Justiça Federal determina aplicação de provas do Enem 2025 no arquipélago do Bailique
A Justiça Federal atendeu a um pedido do Ministério Público Federal (MPF) e determinou que o Exame Nacional do Ensino Médio (Enem) 2025 seja realizado no Arquipélago do Bailique, distrito de Macapá. A decisão liminar obriga o Instituto Nacional de Estudos e Pesquisas Educacionais Anísio Teixeira (Inep) e o Cebraspe a tomarem as medidas necessárias para garantir a aplicação das provas na localidade.
O exame deverá ocorrer na Escola Cláudio dos Santos Barbosa ou na Escola Bosque, indicadas previamente pelo governo do Amapá, que será responsável pelo apoio logístico e pela colaboração material essencial para a execução do certame. A decisão foi publicada na segunda-feira, 8.

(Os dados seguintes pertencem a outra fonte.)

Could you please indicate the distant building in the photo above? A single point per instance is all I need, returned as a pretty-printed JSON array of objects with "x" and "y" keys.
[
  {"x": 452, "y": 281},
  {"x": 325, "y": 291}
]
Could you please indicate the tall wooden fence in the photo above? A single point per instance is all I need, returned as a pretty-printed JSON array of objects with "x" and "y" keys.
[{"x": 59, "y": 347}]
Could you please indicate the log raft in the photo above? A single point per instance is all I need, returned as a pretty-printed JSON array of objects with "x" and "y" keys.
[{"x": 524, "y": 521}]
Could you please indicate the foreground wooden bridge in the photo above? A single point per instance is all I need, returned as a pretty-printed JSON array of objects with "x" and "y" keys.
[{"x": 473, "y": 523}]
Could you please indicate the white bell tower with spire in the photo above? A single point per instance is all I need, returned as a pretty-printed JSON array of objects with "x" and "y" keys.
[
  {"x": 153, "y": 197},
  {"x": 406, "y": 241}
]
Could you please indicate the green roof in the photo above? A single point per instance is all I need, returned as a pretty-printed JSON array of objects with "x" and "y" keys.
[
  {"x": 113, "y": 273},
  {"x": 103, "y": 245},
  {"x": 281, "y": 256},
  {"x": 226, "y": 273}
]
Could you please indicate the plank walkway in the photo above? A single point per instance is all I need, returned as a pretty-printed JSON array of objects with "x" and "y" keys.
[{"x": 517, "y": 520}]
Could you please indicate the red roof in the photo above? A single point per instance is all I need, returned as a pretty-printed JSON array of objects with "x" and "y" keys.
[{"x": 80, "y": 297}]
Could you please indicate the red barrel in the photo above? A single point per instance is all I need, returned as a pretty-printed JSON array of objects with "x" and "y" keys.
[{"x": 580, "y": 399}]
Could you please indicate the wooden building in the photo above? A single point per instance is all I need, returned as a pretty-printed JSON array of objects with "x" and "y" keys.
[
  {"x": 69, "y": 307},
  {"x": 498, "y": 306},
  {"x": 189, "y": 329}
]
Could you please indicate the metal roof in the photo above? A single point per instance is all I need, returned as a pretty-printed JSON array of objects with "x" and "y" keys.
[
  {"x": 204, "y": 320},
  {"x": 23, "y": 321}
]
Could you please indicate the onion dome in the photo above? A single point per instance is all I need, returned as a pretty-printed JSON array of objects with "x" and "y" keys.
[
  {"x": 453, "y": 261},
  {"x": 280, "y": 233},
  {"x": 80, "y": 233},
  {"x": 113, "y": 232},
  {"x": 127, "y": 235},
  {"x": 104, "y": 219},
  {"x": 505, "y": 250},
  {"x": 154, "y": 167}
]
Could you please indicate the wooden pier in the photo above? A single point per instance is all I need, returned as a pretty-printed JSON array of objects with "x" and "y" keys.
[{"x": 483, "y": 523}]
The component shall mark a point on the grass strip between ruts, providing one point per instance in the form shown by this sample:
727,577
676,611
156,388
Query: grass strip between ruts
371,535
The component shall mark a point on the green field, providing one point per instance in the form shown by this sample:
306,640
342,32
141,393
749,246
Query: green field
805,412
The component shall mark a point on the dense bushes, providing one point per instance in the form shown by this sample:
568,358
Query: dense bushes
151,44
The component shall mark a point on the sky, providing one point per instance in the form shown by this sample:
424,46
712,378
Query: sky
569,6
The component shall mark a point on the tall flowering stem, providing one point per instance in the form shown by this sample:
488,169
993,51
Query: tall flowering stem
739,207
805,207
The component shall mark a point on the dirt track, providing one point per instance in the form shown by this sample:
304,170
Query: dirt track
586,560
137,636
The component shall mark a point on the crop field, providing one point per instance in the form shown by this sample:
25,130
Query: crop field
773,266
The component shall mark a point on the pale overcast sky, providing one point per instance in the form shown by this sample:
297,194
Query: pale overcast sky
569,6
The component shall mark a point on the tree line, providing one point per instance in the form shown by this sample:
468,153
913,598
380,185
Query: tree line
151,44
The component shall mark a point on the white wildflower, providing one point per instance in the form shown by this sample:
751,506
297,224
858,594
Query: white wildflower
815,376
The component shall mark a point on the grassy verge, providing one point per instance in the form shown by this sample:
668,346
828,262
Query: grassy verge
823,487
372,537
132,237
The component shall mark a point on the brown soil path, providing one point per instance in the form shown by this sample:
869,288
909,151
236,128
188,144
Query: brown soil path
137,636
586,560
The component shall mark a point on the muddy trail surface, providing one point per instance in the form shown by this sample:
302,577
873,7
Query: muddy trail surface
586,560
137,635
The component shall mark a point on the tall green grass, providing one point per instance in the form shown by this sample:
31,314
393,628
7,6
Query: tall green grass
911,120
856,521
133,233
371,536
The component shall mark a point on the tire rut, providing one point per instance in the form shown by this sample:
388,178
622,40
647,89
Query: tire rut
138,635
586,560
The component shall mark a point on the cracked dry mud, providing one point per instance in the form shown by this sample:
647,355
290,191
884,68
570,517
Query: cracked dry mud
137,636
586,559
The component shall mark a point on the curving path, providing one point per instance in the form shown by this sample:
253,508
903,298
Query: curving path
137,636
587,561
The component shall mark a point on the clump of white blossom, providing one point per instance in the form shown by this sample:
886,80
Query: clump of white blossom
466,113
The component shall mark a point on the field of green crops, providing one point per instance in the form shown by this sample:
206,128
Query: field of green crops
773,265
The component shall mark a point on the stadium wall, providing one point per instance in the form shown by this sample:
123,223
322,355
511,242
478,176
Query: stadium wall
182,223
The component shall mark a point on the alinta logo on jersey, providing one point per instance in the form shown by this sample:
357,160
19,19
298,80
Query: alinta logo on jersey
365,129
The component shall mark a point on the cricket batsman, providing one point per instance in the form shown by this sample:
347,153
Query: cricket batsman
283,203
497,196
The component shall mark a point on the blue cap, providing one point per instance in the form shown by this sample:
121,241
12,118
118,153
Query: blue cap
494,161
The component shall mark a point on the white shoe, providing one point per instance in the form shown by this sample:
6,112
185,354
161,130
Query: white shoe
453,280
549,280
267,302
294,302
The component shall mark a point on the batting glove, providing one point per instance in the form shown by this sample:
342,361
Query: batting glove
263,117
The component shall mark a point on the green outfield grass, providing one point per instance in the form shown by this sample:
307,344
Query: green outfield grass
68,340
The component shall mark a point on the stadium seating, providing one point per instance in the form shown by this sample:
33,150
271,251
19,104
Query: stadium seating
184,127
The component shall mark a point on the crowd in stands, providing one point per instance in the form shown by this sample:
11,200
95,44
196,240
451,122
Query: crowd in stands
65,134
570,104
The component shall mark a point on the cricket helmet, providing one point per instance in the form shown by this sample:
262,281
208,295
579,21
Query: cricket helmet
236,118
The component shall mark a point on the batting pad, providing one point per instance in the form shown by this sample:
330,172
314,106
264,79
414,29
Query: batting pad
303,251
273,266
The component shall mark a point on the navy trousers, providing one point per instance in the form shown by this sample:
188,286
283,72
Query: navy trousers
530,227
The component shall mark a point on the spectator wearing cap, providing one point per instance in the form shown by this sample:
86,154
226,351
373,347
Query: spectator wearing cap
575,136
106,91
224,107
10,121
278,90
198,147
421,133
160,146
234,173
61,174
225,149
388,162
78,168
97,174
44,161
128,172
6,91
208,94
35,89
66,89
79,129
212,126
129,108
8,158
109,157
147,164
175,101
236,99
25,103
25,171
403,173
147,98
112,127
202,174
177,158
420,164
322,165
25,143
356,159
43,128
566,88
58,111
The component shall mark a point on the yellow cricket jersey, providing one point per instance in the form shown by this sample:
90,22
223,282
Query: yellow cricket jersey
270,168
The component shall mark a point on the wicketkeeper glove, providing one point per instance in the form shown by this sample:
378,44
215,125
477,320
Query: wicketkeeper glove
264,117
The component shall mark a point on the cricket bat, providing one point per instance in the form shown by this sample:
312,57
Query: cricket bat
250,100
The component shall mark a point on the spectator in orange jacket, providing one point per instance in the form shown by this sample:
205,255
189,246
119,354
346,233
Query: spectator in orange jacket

O Inep havia alegado que a não realização das provas no Bailique atendia a um critério técnico, segundo o qual apenas localidades com mais de 600 inscritos poderiam ser polos do Enem. No entanto, o juízo considerou que as especificidades da comunidade devem ser levadas em conta para evitar discriminação indireta. “O critério numérico privilegia a lógica da eficiência em detrimento da inclusão social”, destacou a decisão.
Como referência, o juízo citou Fernando de Noronha (PE), que possui condições ainda mais severas que o Bailique e recebe aplicação do exame regularmente. A decisão enfatiza: “A recusa em conferir tratamento equivalente ao Bailique revela ausência de justificativa razoável e aproxima-se de uma conduta discriminatória”. O arquipélago possui oito ilhas, 52 comunidades e cerca de 8 mil habitantes.
Quanto ao risco à segurança dos malotes de provas, a Justiça Federal entendeu que não pode ser motivo para impedir a aplicação. O mesmo cuidado deve ser considerado em relação à segurança dos estudantes, que nos últimos anos precisaram viajar de barco por até 16 horas para chegar a Macapá. Além do desgaste físico e mental, eles ficam afastados de suas casas e da convivência familiar por vários dias.
O juízo da 1ª Vara da Seção Judiciária do Amapá estabeleceu prazo de 20 dias para que Inep e Cebraspe apresentem plano de execução detalhado com cronograma e medidas concretas para cumprimento da decisão. Em caso de descumprimento, a multa diária será de R$ 50 mil, a ser paga solidariamente pelos responsáveis.
Antes da ação, o MPF tentou resolver a questão de forma extrajudicial, com o envio de ofícios, reuniões com os órgãos responsáveis e a expedição de uma recomendação no início deste ano, mas o Inep e o Cebraspe não adotaram as medidas recomendadas de forma administrativa, sendo necessária a judicialização. Ainda cabe recurso da decisão.